Hats Off to Family


eileen_icon.gif raith_icon.gif

Scene Title Hats Off to Family
Synopsis Raith ferries Eileen back to the Dispensary after her excursion into Green-Wood Cemetery with Francois.
Date July 16, 2010

Old Dispensary

The waters around Staten Island carry a certain degree of danger to them during the day, and at night, this degree is perhaps heightened further. Particularly with New York City beginning to shut down for the night, and the waters are being watched for smugglers and other undesirables. But that careful watching can only do so much, and try though the authorities might, some of those undesirables always slip through the cracks.

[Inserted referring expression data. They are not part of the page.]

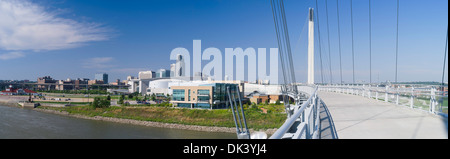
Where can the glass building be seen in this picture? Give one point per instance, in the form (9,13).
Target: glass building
(102,77)
(204,96)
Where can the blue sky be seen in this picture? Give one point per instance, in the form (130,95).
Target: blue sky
(83,37)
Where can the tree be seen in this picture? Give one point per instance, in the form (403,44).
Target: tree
(278,102)
(121,98)
(101,103)
(153,97)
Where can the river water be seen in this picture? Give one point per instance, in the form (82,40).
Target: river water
(19,123)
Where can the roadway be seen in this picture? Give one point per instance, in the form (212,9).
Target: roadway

This is the state of affairs at the old seaside dispensary on the island, the converted home of the Vanguard Remnant, as the concrete pier 'out back' is assailed by a chorus of twin diesel engines as the cigarette boat they are attached comes cruising slowly in, the noise level briefly rising as the screws go into reverse and slow the vessel down enough for its pilot, Jensen Raith, to loop a length of rope around an anchor on the pier and secure it before he kills the engines. With another length of rope in hand, he climbs back to land and repeats with another anchor, securing the boat for the evening. Then, and only then, does he return to the side of the boat and extend his hand out so his one passenger can disembark herself.

Only one problem: Eileen has no interest in disembarking. Hands in her lap, a plain white cane resting across her knees, she sits with her back to the Dispensary and would be the very picture of propriety if it weren't for the black streaks of makeup smeared along her cheekbones or the flyaway strands of hair that the evening breeze has pulled free from the loose knot at the back of her head.

At some point after her trip to the cemetery with Francois, she made an attempt to wipe off her face with a handkerchief of her own, but rather than improve her appearance she's exacerbated it instead.

Blindness has nothing to do with it. She's indifferent to her condition rather than oblivious, and makes no move to rise from her seat or take Raith's hand when offered.

Raith still pauses for a few moments, waiting for her to register that they've stopped, look at his hand and then take it. But he remembers that this isn't going to happen tonight, or ever again. "Eileen," he says, just loud enough to get her attention, "Hand up. We're home." Now, he waits for her to stand and extend her own hand, and he'll take it from there. Hopefully, at least. The ex-spy doesn't know what, but something's been 'off' about her this night.

"I'd like to sit in the boat awhile longer," Eileen says, neutrally enough but without turning her head toward the sound of Raith's voice. Waves slosh against the concrete pier and the boat's sides, producing a gentle rocking motion that might have something to do with the Englishwoman's desire to remain where she is. "I can find my own way inside," she adds, her tone as firm as it is quiet. There's little room for argument.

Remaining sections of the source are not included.